Soldiers assigned to 1st Battalion, 6th Field Artillery Regiment, 41st Field Artillery Brigade fire M31 Guided Multiple Launch Rocket Systems from their M270A1 MLRS during the Thunder Cloud live-fire exercise in Andoya, Norway on the night of Sept. 15, 2021. (Official U.S. Army photo by Maj. Joe Bush)

FARNBOROUGH 2024 — Key executives from Lockheed Martin and RTX said on Monday that while they believe L3Harris subsidiary Aerojet Rocketdyne is working hard to improve solid rocket motor delivery rates, they are still behind where the weapons manufacturers need them to be.

“There’s a lot of work to do there,” Tim Cahill, Lockheed’s vice president of missile and fire control, said during an interview with Breaking Defense at Farnborough Airshow on Monday. “I think that L3 is earnest in fixing the issues and making the right investments.

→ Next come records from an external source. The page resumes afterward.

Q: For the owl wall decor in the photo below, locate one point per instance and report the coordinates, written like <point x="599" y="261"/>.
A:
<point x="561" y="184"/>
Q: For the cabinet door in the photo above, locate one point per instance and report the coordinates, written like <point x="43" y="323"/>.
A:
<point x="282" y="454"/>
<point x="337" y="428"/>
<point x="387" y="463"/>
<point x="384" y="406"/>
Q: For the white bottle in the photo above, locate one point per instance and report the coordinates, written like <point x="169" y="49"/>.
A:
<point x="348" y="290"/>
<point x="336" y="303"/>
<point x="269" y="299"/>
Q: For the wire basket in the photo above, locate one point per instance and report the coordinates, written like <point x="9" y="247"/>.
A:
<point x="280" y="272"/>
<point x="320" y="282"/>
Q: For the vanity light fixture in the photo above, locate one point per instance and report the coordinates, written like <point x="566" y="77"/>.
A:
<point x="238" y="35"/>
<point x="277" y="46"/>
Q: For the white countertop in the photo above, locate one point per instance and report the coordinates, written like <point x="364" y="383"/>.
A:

We are still struggling to get everything we need as a builder.”

Separately on Monday, Tom Laliberty, president of Raytheon’s land and air defense systems business, said Aerojet’s overall output was currently a “mixed bag,” with some products facing heavy delivery delays and others staying on schedule.

“I don’t want to, kind of, paint L3 with a broad brush,” he said during a Monday briefing to reporters. “What I will tell you is even if they were performing exquisitely on all programs, there’s still not enough capacity.”

Solid rocket motors are a key need for weapons such as Lockheed’s Guided Multiple Launch Rocket System (GMLRS) rounds where production is drastically ramping up to backfill stocks depleted during the war in Ukraine.

Aerojet was already struggling to meet delivery requirements for its customers when a vicious internal board conflict broke out in early 2022. When the smoke cleared, the company was set up for sale to L3Harris, but the high-level damage led to Lockheed’s public frustrations with the pace of deliveries. Lockheed’s competitor Northrop Grumman, which bought Orbital ATK in 2018, is the only other major US supplier of solid rocket motors, although smaller firms have begun popping up.

An L3Harris spokeswoman said the company had made “significant investments” to improve solid rocket motor delivery and production capacity, including modernizing facilities, automating portions of the manufacturing process, and investing in its supply chain.

“Nearly a year later, solid rocket motor production has increased, on-time delivery has increased, and we have reduced late deliveries by nearly half,” the spokeswoman said. “While great progress has been made, there remains work to be done, and the company is keenly focused on continuing improvements to address customers’ current and future needs.”

Both Aerojet and Northrop currently produce solid rocket motors for GMLRS, but even more capacity is needed to meet demand, Cahill said.

“We’re asking the companies not just to solve current problems, but we’re asking them then to continue to produce at higher and higher rates. So that is a stress on the system. That’s a difficult thing to do in any environment,” Cahill said. In L3Harris’s case, it’s “even more difficult when you’re acquiring a company and making changes and integrating them in. So we appreciate the challenges that they’re facing.”

Lockheed CEO Jim Taiclet has said that the company is on a “campaign-like” mission to broaden the solid rocket motor industrial base, a position Cahill doubled down on, saying that additional vendors are needed to “to take off some of the load” on current suppliers as munitions production rates continue to increase.

There are a handful of potential new entrants to the solid rocket motor industry that Lockheed is working with on prototypes and small-scale demonstrations, with some of those companies also receiving direct investment from the defense giant, said Cahill, who declined to specify those vendors.

Last summer, Lockheed raised concerns with the Defense Department and Federal Trade Commission that L3Harris had not provided adequate assurances to Lockheed that it would ensure access and fair pricing to solid rocket motors as a merchant supplier, Reuters reported in June 2023. However, Lockheed’s concerns failed to gain traction and the US government allowed the L3Harris deal to close in July 2023.

Lockheed itself had attempted to buy Aerojet for $4.4 billion but walked away from the deal in 2022 after the FTC sued to block the deal over concerns that Lockheed — a major customer of Aerojet — could use an Aerojet acquisition to disadvantage its major competitors in the weapons and space markets.

Meanwhile, RTX has also expressed frustration with Aerojet’s recent solid rocket motor output, pointing to supply chain and labor as two inefficiencies the rocket maker would need to correct.

Michael Marrow contributed to this report.